Nikon’s latest entry-level DSLR, the D5100, is an upgrade from the D5000 and is designed to fit snugly between the recent D3100 and the D7000.It’s aimed at the growing number of serious amateur photographers with a little more cash to spare, who want to explore all that DSLRs have to offer without necessarily rising to professional prices.
One thing you’ll notice straight away about the D5100 is that it’s less bulky than its predecessor, measuring a relatively trim 128x97x79mm, with the camera body alone weighing in at 510g – yet it’s a solid build and feels comfortable in the hand.
The most significant difference between the D5000 and the D5100 is the alteration to the LCD which has been upgraded from 2.7in to 3.0in, and its native resolution boosted from a meagre 230,000 to a mighty 920,000 pixels – the same as the more professional D7000. In addition, the hine on the screen has been shifted from the bottom to the more conventional left side, which is a lot easier to operate.
Making this change, though, means that all the control buttons that were originally positioned to the left of the screen on the D5000 have now been redistributed. The Live View button that was on the back has disappeared, to be replaced by a lever attached to the main mode dial on top and a new movie record button has sprung up beside the shutter – both decisions might not be to everyone’s taste. You still have the ‘i’ button, which pulls up a quick menu for the likes of focus, image quality and ISO – but there’s no dedicated button for ISO unless you assign it to the Fn button on the front.
On the positive side, the 14-megapixel sensor on the D5000 has now been replaced with a higher resolution 16.2-megapixel DX-format CMOS (identical to the D7000), and D-Movie now allows for Full HD (1080p) video recording, with HDMI out. The ISO range has also been expanded to the level of the D7000 (100-6400, manually extendable to 25600), and there’s a new Special Effects mode which covers Night Vision, Colour Sketch, Miniature, Selective Colour, Silhouette, High Key and Low Key.
HDR (High Dynamic Range) imaging is also available, enabling you to take two shots rapidly with different exposures and combine them for maximum range, heightening highlight and shadow detail.
While the D5100 does share significant features with its older brother, you’re still limited to an 11-point AF system and 4fps continuous shooting. Yet image quality is superb, especially in low light with all the extra ISO settings and you can now make use of an external microphone for your movie clips. With online prices as low as £590 for the kit which includes the 18-55mm VR lens, we can see the Nikon D5100 becoming a firm favourite.
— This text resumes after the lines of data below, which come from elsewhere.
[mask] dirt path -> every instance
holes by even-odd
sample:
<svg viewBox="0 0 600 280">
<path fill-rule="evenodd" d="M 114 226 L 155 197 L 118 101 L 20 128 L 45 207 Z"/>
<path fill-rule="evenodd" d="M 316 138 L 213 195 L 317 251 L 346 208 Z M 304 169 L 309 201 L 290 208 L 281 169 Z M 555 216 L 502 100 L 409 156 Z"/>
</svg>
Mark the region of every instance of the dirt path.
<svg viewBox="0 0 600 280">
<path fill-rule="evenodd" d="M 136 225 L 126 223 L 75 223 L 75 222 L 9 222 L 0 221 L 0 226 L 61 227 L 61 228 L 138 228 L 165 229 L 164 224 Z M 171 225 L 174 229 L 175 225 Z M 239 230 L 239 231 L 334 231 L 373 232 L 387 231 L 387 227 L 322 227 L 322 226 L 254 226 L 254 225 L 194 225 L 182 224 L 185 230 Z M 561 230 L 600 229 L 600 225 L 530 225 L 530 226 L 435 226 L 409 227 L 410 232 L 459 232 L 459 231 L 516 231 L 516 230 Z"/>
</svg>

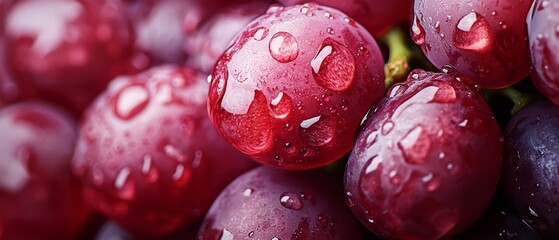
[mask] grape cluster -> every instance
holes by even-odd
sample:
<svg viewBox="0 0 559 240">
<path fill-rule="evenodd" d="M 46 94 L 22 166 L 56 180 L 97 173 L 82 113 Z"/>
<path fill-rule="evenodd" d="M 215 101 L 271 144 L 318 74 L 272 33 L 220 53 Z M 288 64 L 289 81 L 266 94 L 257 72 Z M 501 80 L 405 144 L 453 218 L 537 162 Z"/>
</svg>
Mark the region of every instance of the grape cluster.
<svg viewBox="0 0 559 240">
<path fill-rule="evenodd" d="M 0 240 L 557 239 L 559 1 L 0 1 Z"/>
</svg>

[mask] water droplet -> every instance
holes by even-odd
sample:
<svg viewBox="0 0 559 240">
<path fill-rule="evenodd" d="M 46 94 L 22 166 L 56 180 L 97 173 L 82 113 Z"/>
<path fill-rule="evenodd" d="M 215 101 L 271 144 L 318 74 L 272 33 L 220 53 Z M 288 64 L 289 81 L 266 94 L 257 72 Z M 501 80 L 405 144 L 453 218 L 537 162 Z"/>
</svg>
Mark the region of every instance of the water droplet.
<svg viewBox="0 0 559 240">
<path fill-rule="evenodd" d="M 332 13 L 330 13 L 330 12 L 324 12 L 324 17 L 326 17 L 330 20 L 334 20 L 334 16 L 332 16 Z"/>
<path fill-rule="evenodd" d="M 281 4 L 274 3 L 274 4 L 270 5 L 270 7 L 268 7 L 268 10 L 266 10 L 266 13 L 274 13 L 274 12 L 281 11 L 281 10 L 283 10 L 283 6 Z"/>
<path fill-rule="evenodd" d="M 437 92 L 431 102 L 453 103 L 456 101 L 456 91 L 450 84 L 441 84 L 437 88 Z"/>
<path fill-rule="evenodd" d="M 246 189 L 243 191 L 243 195 L 244 195 L 245 197 L 249 197 L 253 192 L 254 192 L 254 189 L 252 189 L 252 188 L 246 188 Z"/>
<path fill-rule="evenodd" d="M 178 164 L 172 178 L 177 186 L 185 186 L 190 181 L 190 175 L 190 168 L 186 168 L 184 165 Z"/>
<path fill-rule="evenodd" d="M 331 27 L 326 28 L 326 32 L 329 34 L 334 34 L 334 29 L 332 29 Z"/>
<path fill-rule="evenodd" d="M 459 122 L 458 126 L 467 127 L 468 126 L 468 119 L 464 119 L 462 122 Z"/>
<path fill-rule="evenodd" d="M 400 181 L 402 181 L 402 179 L 400 178 L 400 174 L 398 174 L 396 170 L 392 170 L 390 173 L 388 173 L 388 177 L 390 178 L 390 182 L 394 185 L 398 185 L 400 184 Z"/>
<path fill-rule="evenodd" d="M 115 179 L 115 188 L 118 190 L 118 196 L 124 200 L 130 200 L 134 198 L 136 187 L 134 183 L 129 178 L 130 169 L 124 167 L 120 169 Z"/>
<path fill-rule="evenodd" d="M 332 141 L 336 125 L 333 118 L 317 116 L 301 122 L 299 134 L 309 145 L 320 147 Z"/>
<path fill-rule="evenodd" d="M 278 237 L 273 237 L 272 240 L 280 240 Z"/>
<path fill-rule="evenodd" d="M 293 102 L 289 95 L 279 92 L 278 95 L 270 102 L 270 113 L 278 119 L 285 119 L 293 110 Z"/>
<path fill-rule="evenodd" d="M 421 164 L 427 160 L 431 149 L 431 139 L 421 126 L 416 126 L 398 142 L 406 162 Z"/>
<path fill-rule="evenodd" d="M 283 145 L 283 147 L 285 148 L 285 151 L 288 152 L 288 153 L 295 152 L 295 146 L 292 143 L 287 142 Z"/>
<path fill-rule="evenodd" d="M 287 209 L 299 210 L 303 207 L 303 202 L 297 194 L 292 192 L 283 193 L 280 197 L 280 203 Z"/>
<path fill-rule="evenodd" d="M 344 22 L 351 25 L 352 27 L 357 27 L 357 23 L 352 18 L 345 17 Z"/>
<path fill-rule="evenodd" d="M 532 209 L 532 207 L 528 207 L 528 212 L 530 213 L 530 215 L 532 215 L 534 217 L 539 217 L 538 213 L 536 213 L 536 211 L 534 211 L 534 209 Z"/>
<path fill-rule="evenodd" d="M 378 132 L 377 131 L 371 132 L 369 136 L 367 136 L 366 143 L 368 145 L 372 145 L 377 142 L 377 138 L 378 138 Z"/>
<path fill-rule="evenodd" d="M 321 87 L 347 90 L 355 76 L 355 58 L 341 43 L 326 38 L 317 55 L 311 60 L 313 77 Z"/>
<path fill-rule="evenodd" d="M 386 121 L 383 125 L 382 125 L 382 129 L 381 129 L 381 134 L 382 135 L 386 135 L 389 134 L 390 131 L 392 131 L 392 129 L 394 129 L 394 123 L 392 121 Z"/>
<path fill-rule="evenodd" d="M 267 27 L 259 27 L 256 29 L 256 31 L 254 31 L 254 35 L 252 35 L 252 38 L 254 38 L 254 40 L 256 41 L 262 41 L 262 39 L 268 36 L 269 31 L 270 30 L 268 30 Z"/>
<path fill-rule="evenodd" d="M 246 114 L 219 111 L 217 127 L 241 152 L 252 155 L 266 151 L 272 145 L 270 113 L 266 97 L 256 90 L 254 101 Z"/>
<path fill-rule="evenodd" d="M 471 12 L 458 22 L 453 33 L 453 44 L 457 48 L 483 51 L 491 46 L 489 23 L 481 15 Z"/>
<path fill-rule="evenodd" d="M 544 10 L 547 6 L 549 6 L 549 0 L 543 0 L 538 7 L 538 11 Z"/>
<path fill-rule="evenodd" d="M 423 178 L 421 178 L 421 181 L 425 183 L 425 187 L 429 192 L 437 190 L 437 188 L 439 188 L 439 185 L 441 184 L 441 179 L 435 176 L 433 173 L 429 173 L 423 176 Z"/>
<path fill-rule="evenodd" d="M 297 40 L 287 32 L 274 34 L 270 40 L 269 50 L 272 57 L 281 63 L 291 62 L 299 55 Z"/>
<path fill-rule="evenodd" d="M 165 147 L 163 147 L 163 151 L 168 157 L 175 159 L 178 162 L 186 161 L 186 156 L 184 156 L 184 154 L 178 148 L 171 144 L 165 145 Z"/>
<path fill-rule="evenodd" d="M 441 22 L 440 22 L 440 21 L 437 21 L 437 22 L 435 23 L 435 32 L 436 32 L 436 33 L 440 33 L 440 32 L 441 32 Z"/>
<path fill-rule="evenodd" d="M 144 156 L 144 159 L 142 160 L 141 172 L 144 175 L 145 180 L 149 183 L 157 182 L 159 179 L 159 173 L 152 164 L 151 155 L 146 154 Z"/>
<path fill-rule="evenodd" d="M 411 38 L 417 45 L 423 45 L 425 43 L 425 30 L 415 15 L 413 16 L 413 24 L 411 25 Z"/>
<path fill-rule="evenodd" d="M 301 7 L 301 13 L 307 17 L 313 16 L 313 12 L 310 10 L 309 4 L 303 4 L 303 7 Z"/>
<path fill-rule="evenodd" d="M 248 233 L 248 237 L 249 237 L 249 238 L 253 238 L 253 237 L 254 237 L 254 231 L 250 231 L 250 232 Z"/>
<path fill-rule="evenodd" d="M 149 103 L 149 92 L 142 85 L 125 87 L 117 96 L 115 114 L 124 120 L 138 115 Z"/>
<path fill-rule="evenodd" d="M 369 221 L 369 223 L 375 223 L 375 219 L 373 217 L 369 217 L 367 221 Z"/>
<path fill-rule="evenodd" d="M 221 238 L 220 240 L 234 240 L 235 239 L 235 235 L 233 235 L 231 232 L 229 232 L 227 229 L 223 229 L 223 231 L 221 232 Z"/>
</svg>

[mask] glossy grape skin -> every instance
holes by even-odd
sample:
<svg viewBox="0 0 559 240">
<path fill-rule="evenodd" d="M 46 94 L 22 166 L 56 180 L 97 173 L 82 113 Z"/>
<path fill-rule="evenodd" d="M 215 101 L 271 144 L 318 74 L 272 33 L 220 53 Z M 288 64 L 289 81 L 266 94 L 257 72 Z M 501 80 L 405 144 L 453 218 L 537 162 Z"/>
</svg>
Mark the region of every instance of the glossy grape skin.
<svg viewBox="0 0 559 240">
<path fill-rule="evenodd" d="M 115 79 L 84 116 L 74 171 L 92 205 L 137 236 L 199 223 L 227 183 L 254 166 L 207 117 L 208 84 L 159 66 Z"/>
<path fill-rule="evenodd" d="M 533 82 L 541 93 L 559 105 L 559 2 L 535 1 L 528 16 Z"/>
<path fill-rule="evenodd" d="M 559 108 L 529 105 L 505 129 L 502 182 L 507 199 L 545 239 L 559 238 Z"/>
<path fill-rule="evenodd" d="M 503 203 L 489 205 L 485 213 L 465 232 L 454 240 L 538 240 L 540 237 L 522 219 L 517 217 Z"/>
<path fill-rule="evenodd" d="M 272 6 L 237 36 L 210 76 L 210 118 L 229 143 L 282 169 L 311 169 L 350 151 L 383 95 L 370 34 L 316 4 Z"/>
<path fill-rule="evenodd" d="M 217 59 L 229 47 L 231 40 L 252 20 L 263 15 L 269 1 L 254 1 L 222 9 L 193 34 L 186 37 L 186 65 L 210 73 Z"/>
<path fill-rule="evenodd" d="M 76 116 L 115 76 L 133 70 L 134 32 L 113 0 L 18 1 L 6 19 L 6 61 L 26 98 Z"/>
<path fill-rule="evenodd" d="M 303 4 L 306 0 L 278 0 L 285 6 Z M 412 0 L 316 0 L 318 4 L 336 8 L 363 25 L 375 37 L 399 21 L 409 21 Z"/>
<path fill-rule="evenodd" d="M 326 172 L 261 166 L 221 192 L 197 239 L 359 239 L 359 231 L 342 186 Z"/>
<path fill-rule="evenodd" d="M 414 70 L 363 125 L 346 167 L 348 205 L 385 239 L 451 237 L 491 200 L 502 149 L 476 89 Z"/>
<path fill-rule="evenodd" d="M 417 0 L 410 33 L 437 68 L 451 66 L 481 88 L 503 88 L 529 74 L 525 16 L 531 4 Z"/>
<path fill-rule="evenodd" d="M 0 110 L 0 239 L 72 239 L 90 212 L 70 162 L 76 124 L 40 102 Z"/>
</svg>

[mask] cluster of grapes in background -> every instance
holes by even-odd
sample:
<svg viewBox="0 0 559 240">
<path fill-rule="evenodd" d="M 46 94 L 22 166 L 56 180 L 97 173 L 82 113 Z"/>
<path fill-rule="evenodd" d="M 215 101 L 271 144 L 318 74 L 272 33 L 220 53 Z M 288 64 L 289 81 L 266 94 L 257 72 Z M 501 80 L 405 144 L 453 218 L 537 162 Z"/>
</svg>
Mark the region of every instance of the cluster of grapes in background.
<svg viewBox="0 0 559 240">
<path fill-rule="evenodd" d="M 0 0 L 0 240 L 557 239 L 557 0 Z"/>
</svg>

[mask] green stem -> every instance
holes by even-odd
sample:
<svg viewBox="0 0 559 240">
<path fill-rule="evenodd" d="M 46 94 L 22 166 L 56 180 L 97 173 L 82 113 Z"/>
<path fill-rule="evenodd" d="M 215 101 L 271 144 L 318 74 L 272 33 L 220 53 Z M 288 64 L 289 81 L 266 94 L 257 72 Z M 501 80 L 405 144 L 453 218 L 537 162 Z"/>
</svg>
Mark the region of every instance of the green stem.
<svg viewBox="0 0 559 240">
<path fill-rule="evenodd" d="M 394 27 L 386 33 L 383 41 L 388 45 L 388 63 L 384 65 L 385 85 L 390 88 L 395 82 L 402 81 L 410 71 L 408 64 L 412 52 L 406 44 L 406 34 L 401 28 Z"/>
</svg>

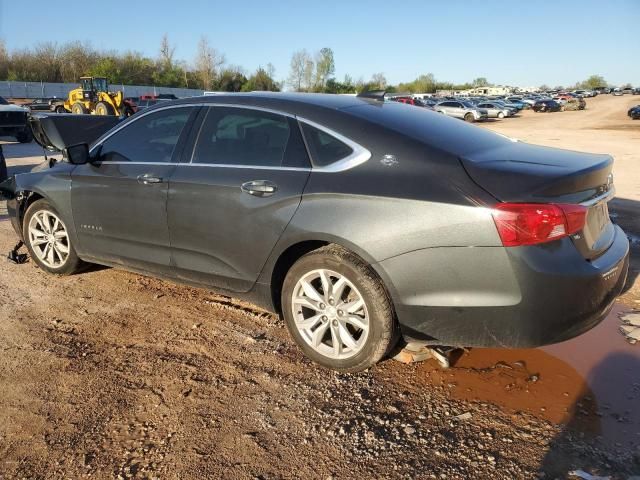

Contact: Nikon on 0330 123 0932
- Stunning images quality, features you'd expect on pro-level cameras.
- Some of the rearranged controls are a bit awkward.
The Nikon D5100 shows considerable improvement over its predecessor with the larger sensor, restructured LCD, improved ISO range, HDR imaging and Full HD movie capability. Picture quality is excellent and this should be an ideal intro for DSLR newbies.